Deitados no divã, tentando entender sua própria identidade como país e rachados ao meio como poucas vezes se viu na história, os americanos elegem nesta terça-feira mais do que o presidente que tomará posse em 20 de janeiro. Ao depositar seu voto nas urnas, os 225 milhões de eleitores aptos a participar enviarão ao mundo uma mensagem de como emergem de uma campanha suja, disputada entre candidatos com baixa popularidade em busca de eleitores ainda apaixonados por seu país, mas cada vez mais descrentes na política.
Até por isso, os EUA geraram o fenômeno Donald Trump, candidato do Partido Republicano, bilionário do setor imobiliário, o não político que conseguiu aglutinar em sua campanha elementos nobres da cultura americana – o patriotismo, o "american way of life", o gestor que erigiu um império – misturados ao que há de mais podre na sociedade – o machismo, o sexismo, o racismo e a xenofobia.
Personagem de si mesmo, Trump brincou perigosamente com verdades e mentiras, como se estivesse em um de seus reality shows da TV. Conseguiu, por exemplo, chegar ao dia da eleição sem divulgar seu Imposto de Renda – e se orgulha disso. Ao se apresentar como um outsider, reuniu uma multidão de eleitores incomodados com a era Barack Obama. O voto em Trump hoje será o voto anti-Obama e contra sua candidata a sucessora, Hillary Clinton, do Partido Democrata. Para muitos aqui, a ex-senadora é o "mal menor", uma expressão que só estávamos acostumados a ouvir em eleições latino-americanas, mas, nunca até agora, entre os americanos, sempre tão orgulhosos de sua política.
Obama foi o primeiro negro a chegar à Casa Branca de um país marcado pelas tensões raciais. Desde 2008, a crise econômica foi estancada, há retomada do emprego, e os EUA pularam fora de duas guerras. Não são, entretanto, avanços suficientes para garantir que Hillary será anunciada vencedora na noite de hoje. Há uma sensação no ar de que, passada a euforia de se ter a primeira mulher presidente dos EUA, ela repetirá fórmulas passadas, implementadas no governo do marido, Bill Clinton, que podem levar os EUA, de novo, a uma posição de xerife militar do mundo.
Hillary chega ao dia da eleição em vantagem que varia entre três e quatro pontos na maioria das pesquisas, graças à força do Partido Democrata, que colocou nas ruas seus melhores nomes na última semana. Persona non grata internamente, Trump, ao contrário, não contou com a tropa de choque republicana, que nem sequer ainda o engoliu.

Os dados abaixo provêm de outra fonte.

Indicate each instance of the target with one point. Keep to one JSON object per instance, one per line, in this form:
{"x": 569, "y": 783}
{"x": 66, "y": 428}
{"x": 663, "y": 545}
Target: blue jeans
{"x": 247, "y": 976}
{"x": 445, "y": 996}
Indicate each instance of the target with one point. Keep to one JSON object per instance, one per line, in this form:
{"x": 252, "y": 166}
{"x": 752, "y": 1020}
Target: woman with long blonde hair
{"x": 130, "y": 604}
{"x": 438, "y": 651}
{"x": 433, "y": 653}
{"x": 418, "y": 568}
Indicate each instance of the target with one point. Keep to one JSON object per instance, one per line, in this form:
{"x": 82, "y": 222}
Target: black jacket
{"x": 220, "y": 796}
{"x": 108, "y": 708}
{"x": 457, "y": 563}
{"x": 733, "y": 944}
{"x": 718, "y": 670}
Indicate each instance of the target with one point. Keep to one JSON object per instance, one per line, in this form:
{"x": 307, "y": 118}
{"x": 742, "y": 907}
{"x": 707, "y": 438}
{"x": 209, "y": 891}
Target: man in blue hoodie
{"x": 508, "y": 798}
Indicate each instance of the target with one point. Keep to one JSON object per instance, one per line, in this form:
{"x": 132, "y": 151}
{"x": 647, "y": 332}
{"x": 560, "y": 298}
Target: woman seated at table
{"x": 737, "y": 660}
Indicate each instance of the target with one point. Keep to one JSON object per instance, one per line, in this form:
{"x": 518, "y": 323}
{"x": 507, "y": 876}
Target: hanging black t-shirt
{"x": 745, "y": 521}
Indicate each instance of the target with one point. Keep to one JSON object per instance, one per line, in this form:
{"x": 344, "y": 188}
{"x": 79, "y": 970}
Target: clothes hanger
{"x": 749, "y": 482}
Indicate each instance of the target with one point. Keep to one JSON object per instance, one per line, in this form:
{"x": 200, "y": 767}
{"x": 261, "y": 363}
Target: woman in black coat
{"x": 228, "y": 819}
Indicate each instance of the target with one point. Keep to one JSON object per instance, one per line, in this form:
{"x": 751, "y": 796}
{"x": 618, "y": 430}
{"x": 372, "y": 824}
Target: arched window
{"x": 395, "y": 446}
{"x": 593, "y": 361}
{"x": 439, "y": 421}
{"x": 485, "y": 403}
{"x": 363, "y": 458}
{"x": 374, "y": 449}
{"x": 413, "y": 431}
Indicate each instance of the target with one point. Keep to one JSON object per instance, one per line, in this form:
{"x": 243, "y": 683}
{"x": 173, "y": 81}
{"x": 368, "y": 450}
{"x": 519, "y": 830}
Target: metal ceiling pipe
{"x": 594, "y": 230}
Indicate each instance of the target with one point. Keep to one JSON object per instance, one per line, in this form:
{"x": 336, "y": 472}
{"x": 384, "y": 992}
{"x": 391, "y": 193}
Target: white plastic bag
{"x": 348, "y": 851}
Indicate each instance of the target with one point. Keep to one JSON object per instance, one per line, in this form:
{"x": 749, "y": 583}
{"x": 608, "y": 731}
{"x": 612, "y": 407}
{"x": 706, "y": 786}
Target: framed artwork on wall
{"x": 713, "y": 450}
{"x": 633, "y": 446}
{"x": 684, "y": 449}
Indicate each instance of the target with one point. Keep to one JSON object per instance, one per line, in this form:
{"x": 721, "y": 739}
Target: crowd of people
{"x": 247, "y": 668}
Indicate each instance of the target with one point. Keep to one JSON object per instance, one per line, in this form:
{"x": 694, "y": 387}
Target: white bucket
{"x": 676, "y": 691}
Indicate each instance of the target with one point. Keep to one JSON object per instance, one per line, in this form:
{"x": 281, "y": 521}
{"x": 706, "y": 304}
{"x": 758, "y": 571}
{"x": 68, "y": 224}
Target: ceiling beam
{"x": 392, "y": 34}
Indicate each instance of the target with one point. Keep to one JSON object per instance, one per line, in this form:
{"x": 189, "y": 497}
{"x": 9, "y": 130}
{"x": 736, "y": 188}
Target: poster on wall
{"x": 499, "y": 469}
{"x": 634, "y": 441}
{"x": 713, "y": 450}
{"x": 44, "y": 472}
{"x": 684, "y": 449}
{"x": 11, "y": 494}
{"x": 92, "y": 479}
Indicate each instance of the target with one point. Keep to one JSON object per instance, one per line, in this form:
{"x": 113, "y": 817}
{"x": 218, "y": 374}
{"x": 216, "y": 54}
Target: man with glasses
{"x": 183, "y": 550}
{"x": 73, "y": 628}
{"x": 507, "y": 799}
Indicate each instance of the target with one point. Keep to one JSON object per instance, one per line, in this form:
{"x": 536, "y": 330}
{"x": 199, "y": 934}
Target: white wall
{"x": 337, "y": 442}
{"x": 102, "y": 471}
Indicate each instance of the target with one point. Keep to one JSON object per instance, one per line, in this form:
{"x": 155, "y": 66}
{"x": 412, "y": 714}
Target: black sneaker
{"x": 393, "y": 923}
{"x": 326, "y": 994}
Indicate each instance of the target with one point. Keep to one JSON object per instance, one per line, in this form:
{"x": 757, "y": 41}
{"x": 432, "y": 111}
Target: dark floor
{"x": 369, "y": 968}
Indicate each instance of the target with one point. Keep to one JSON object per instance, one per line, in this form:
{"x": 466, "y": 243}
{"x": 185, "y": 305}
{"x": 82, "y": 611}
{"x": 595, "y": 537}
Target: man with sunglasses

A democrata também viu anulada, no domingo, a ameaça de uma investigação do FBI sobre o uso indevido de um servidor particular para trocar e-mails sigilosos quando era secretária de Estado.
Se o vento sopra a favor de Hillary hoje é preciso lembrar que, nos EUA, o voto não é obrigatório. Logo, até as condições do tempo influenciam no resultado – se chove, menos pessoas devem ir às urnas, por exemplo. Em Nova York, centro de comando das campanhas e onde ZH está desde domingo, a previsão para esta terça-feira é de sol e mínima de 11ºC.
O voto popular é importante, mas quem elege de fato o presidente é um colégio eleitoral com 538 delegados. O número mágico para chegar à Casa Branca é 270. Nessa matemática da eleição, há Estados, como Nova York, onde o jogo já foi jogado. Hillary deve ganhar. Como Trump deve vencer no Texas. A decisão passa pela indefinição nos chamados swing states, Estados que ora votam em um candidato, ora em outro: Ohio, Pensilvânia, Carolina do Norte, Virgínia e Flórida. Especialmente em Ohio e na Carolina do Norte, que juntos somam 32 delegados no colégio eleitoral, Trump tem leve vantagem nas pesquisas. Hillary precisa virar a partida em pelo menos um deles.
As urnas estarão abertas a partir das 6h até as 20h – os horários variam conforme o Estado –, mas é preciso esperar o fechamento de Havaí e Alasca para iniciar a contagem. A partir daí, os americanos e o mundo ficarão de olho nas projeções dos sites e na TV. Espera-se que o resultado seja anunciado a partir das 2h de quarta-feira no horário de Brasília. Mas o jogo sujo da campanha – com Trump ameaçando não reconhecer o escrutínio – dá elementos para prever uma noite eletrizante.
A história de um país é feita de símbolos e datas. O presidente da nação é conhecido aqui como o comandante-em-chefe. Os EUA têm o 4 de Julho, o 11 de Setembro. Esta terça-feira, 8 de novembro de 2016, tem potencial para entrar para o calendário americano como um dos dias decisivos que mudaram sua história.